Where did the Chinese nation come from

China's Mars missionUS rovers face competition

At the beginning it still flies at almost five kilometers per second. When Tianwen-1, China's first Mars probe, releases its lander Zhurong, it is initially well protected in a cone-shaped, white capsule. The engineers in the Beijing control room are now flying blind.

"The big problem is the distance to Mars. That restricts the exchange of data. We have to preprogram all the actions in one go, but we'll only find out later whether the execution worked." That said Teng Baoyi, deputy chief designer of the China Aerospace Science and Technology Corporation, the television broadcaster CCTV.

(CNSA) Chinese moon mission to bring rocks to earth
The astronauts of the Apollo missions and unmanned Soviet Luna probes brought rocks from the moon to earth in the 1960s and 1970s. With the "Chang'e 5" mission, China now also wants to bring lunar material to earth. The mission is named after the Chinese goddess of the moon.

China has already landed a total of three probes on the nearby Earth's moon via radio link - on Mars, which is much further away, nothing can be controlled remotely: one after the other, the heat shield has to brake the landing probe.

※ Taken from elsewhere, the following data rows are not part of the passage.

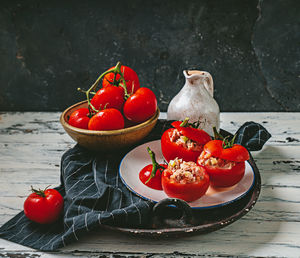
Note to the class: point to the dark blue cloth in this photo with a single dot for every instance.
(94, 195)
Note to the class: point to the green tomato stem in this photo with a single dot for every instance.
(155, 165)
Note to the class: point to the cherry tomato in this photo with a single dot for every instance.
(140, 106)
(226, 167)
(189, 191)
(172, 149)
(79, 118)
(109, 97)
(44, 206)
(150, 175)
(130, 76)
(107, 119)
(154, 182)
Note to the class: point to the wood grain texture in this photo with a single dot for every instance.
(32, 143)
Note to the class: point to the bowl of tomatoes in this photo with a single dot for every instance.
(117, 115)
(103, 140)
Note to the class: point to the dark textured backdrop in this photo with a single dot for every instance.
(251, 48)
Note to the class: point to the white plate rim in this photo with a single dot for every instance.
(192, 207)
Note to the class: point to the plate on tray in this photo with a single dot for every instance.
(138, 158)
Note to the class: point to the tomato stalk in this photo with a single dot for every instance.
(217, 135)
(185, 123)
(228, 143)
(39, 192)
(116, 70)
(155, 165)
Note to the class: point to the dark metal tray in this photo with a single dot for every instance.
(173, 217)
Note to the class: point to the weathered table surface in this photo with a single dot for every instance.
(32, 143)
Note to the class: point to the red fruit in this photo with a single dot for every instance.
(43, 206)
(79, 118)
(130, 76)
(107, 119)
(140, 106)
(109, 97)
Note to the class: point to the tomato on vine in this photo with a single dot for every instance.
(140, 106)
(107, 119)
(150, 175)
(130, 76)
(109, 97)
(80, 118)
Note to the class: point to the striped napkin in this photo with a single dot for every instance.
(94, 194)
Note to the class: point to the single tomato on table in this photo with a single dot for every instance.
(183, 141)
(80, 118)
(224, 162)
(140, 106)
(107, 119)
(185, 180)
(150, 175)
(130, 76)
(43, 206)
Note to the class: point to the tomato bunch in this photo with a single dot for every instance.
(119, 102)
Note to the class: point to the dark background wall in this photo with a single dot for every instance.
(50, 48)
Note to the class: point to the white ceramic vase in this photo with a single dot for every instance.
(195, 100)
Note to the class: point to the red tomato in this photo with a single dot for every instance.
(130, 76)
(186, 191)
(195, 134)
(107, 119)
(171, 149)
(222, 175)
(140, 106)
(154, 182)
(109, 97)
(44, 206)
(79, 118)
(236, 153)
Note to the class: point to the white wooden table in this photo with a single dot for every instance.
(32, 143)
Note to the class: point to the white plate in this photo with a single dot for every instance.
(138, 158)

Then the parachute has to open at the right moment before a rocket engine finally stops the exposed landing gear in the air just above the ground and the lander automatically searches for a landing site away from large boulders. All of this is a risk. Never before has a nation tried to master all of these steps at the same time the first time.

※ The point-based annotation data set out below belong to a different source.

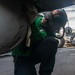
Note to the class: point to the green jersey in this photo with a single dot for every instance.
(37, 34)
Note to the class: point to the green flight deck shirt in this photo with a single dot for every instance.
(37, 34)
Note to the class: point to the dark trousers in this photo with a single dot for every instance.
(43, 52)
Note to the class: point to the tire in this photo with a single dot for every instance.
(61, 42)
(72, 39)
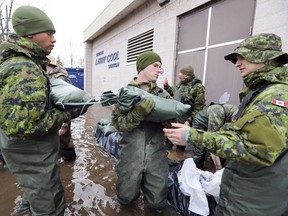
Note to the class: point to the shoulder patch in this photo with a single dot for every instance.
(280, 103)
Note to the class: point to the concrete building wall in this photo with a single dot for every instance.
(148, 15)
(271, 16)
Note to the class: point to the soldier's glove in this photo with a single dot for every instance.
(167, 124)
(144, 107)
(76, 111)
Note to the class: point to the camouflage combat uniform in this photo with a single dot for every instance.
(211, 118)
(67, 150)
(142, 163)
(189, 91)
(255, 180)
(29, 125)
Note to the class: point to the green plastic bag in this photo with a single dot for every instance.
(165, 109)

Twice as heavy as the jade bunny

The landing area is in the northern lowlands of Utopia Planitia, where the US lander Viking 2 touched down in 1976, explains the planetary geologist Ernst Hauber from the German Aerospace Center: "They looked for suitable landing sites. And because Utopia Planitia is relatively deep and you have a lot of atmosphere for the parachute descent and because it is relatively flat it was a safe landing site. That is also part of the reasons why Tianwen will land there now. "

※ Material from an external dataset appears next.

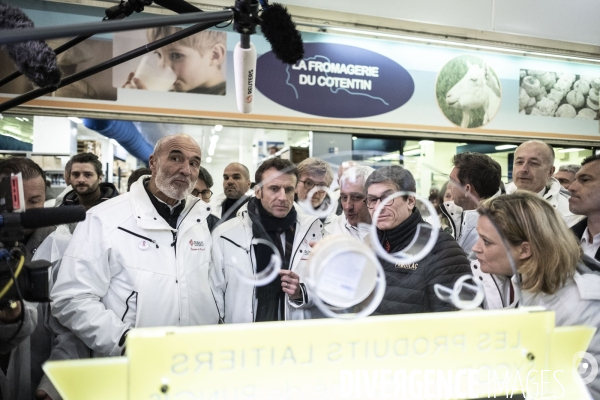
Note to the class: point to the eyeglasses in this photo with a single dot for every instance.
(309, 185)
(353, 198)
(372, 201)
(205, 194)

Like the rover Jade Hare on the moon before, Zhurong is also supposed to descend from his landing platform via a ramp. The Mars rover has six wheels and weighs 240 kilograms, twice as much as the jade hare. Zhurong carries six instruments, including several cameras, a weather station, a magnetometer, and a laser spectrometer.

Mystery in the deep: permafrost

One of the mission's scientific goals: The rover is to explore Mars' humid past. In Utopia Planitia there is permafrost, that is, huge structures criss-crossed by cracks, under which a lot of water ice is suspected. The sixth instrument on board is particularly important for this: a radar.

Ernst Hauber: "ESA's ExoMars rover, which will land in two years' time, has something like that on board. But the Chinese rover also has something on board. And if there is ice or water underground, then such a ground penetration radar can to a depth of a few meters to ten meters. "

Where does so much water ice come from?

The amount of water assumed in the depth corresponds to 250 times that of Lake Constance. But when Viking touched down here 44 years ago, the ice was still unknown. How it got here is still unclear.

Hauber: "The important thing is that it would probably not happen under the current climate. So one would have to assume climate fluctuations in recent Martian history. One also has ideas why this could have happened, for example, that the rotation axis of the planet changes its inclination and that it causes climate change. "

Whether Zhurong can clarify this question depends on many unknowns: The Chinese engineers first have to prove that they can not only safely drop off a lander, but also operate it for three months as planned. Because, apart from the USA, nobody has yet succeeded in doing this either.